A residential furniture company, Herman Miller, was looking for another business to expand into.
The company had never made office furniture, but it had lots of architects on staff and needed to do something fast with the future of the firm.
The firm hired Probst, an inventor best known for his invention in timber harvesting.
"He developed a big truck that backed up to a tree and would chop it off at the base," said Joseph Schwartz, Herman Miller's former marketing chief. "[The truck would] then pile the trunks into another truck that would be able to transport it."
Herman Miller set up a research facility in Ann Arbor, Mich., adjacent to the University of Michigan and just down the road from the company's headquarters in Zealand, Mich.
Probst's mission was to set up the office and then begin to innovate.
"He wanted to create a space where the worker could sit and do their work in one area, and stand and do their work in another, to help increase the blood flow," Schwartz said.
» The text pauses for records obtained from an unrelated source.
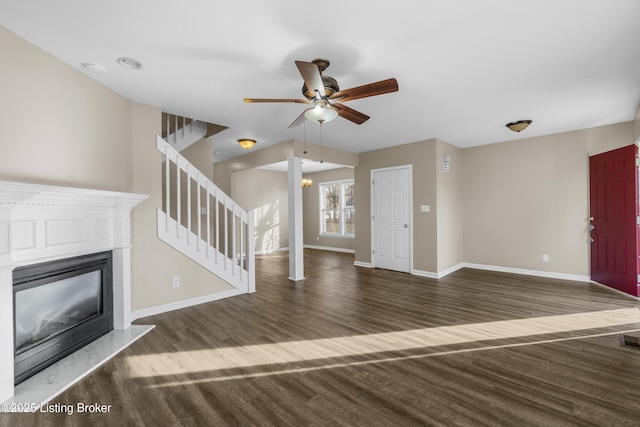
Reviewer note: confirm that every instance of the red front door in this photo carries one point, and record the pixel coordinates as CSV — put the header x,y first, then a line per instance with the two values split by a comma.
x,y
613,182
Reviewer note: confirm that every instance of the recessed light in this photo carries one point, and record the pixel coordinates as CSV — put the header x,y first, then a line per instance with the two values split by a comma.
x,y
518,126
130,63
94,68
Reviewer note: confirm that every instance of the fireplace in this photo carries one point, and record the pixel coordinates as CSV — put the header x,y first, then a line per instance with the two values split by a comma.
x,y
41,228
59,307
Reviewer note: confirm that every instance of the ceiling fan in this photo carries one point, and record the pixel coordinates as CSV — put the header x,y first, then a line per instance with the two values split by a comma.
x,y
325,95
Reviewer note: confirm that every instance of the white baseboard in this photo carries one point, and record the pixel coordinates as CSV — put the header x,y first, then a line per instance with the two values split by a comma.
x,y
328,248
159,309
362,264
438,275
538,273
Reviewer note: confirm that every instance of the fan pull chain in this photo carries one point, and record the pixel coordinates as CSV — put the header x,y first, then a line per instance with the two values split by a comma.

"He found that Winston Churchill among some of the other key decision makers were always photographed standing at a desk and writing something."
Probst's other primary pillar for the cubicle invention was the concept that the "eye was a direct connection to the mind" -- the idea that wall surfaces where you could take papers in front of you could be a lot more fruitful than the traditional piles of papers stacked high on a desk.
It was on these humble foundations that the precursor to the cube -- known as the "Action Office" and designed for the high-level office executive -- was conceived.
"We introduced the Action Offices, which were five or six pieces of free-standing furniture," Schwartz said. "The reception to this in the marketplace was that of a nonevent."
The seeds of innovation had been sown.
The Action Office 2 was launched the 1960s. It was a time when major companies -- Polaroid, IBM, Westinghouse -- were expanding their employment pools and branch offices.
They needed not just a place to put new workers, but a flexible setup that allowed them to rearrange frequently and fit the most people in the smallest amount of space.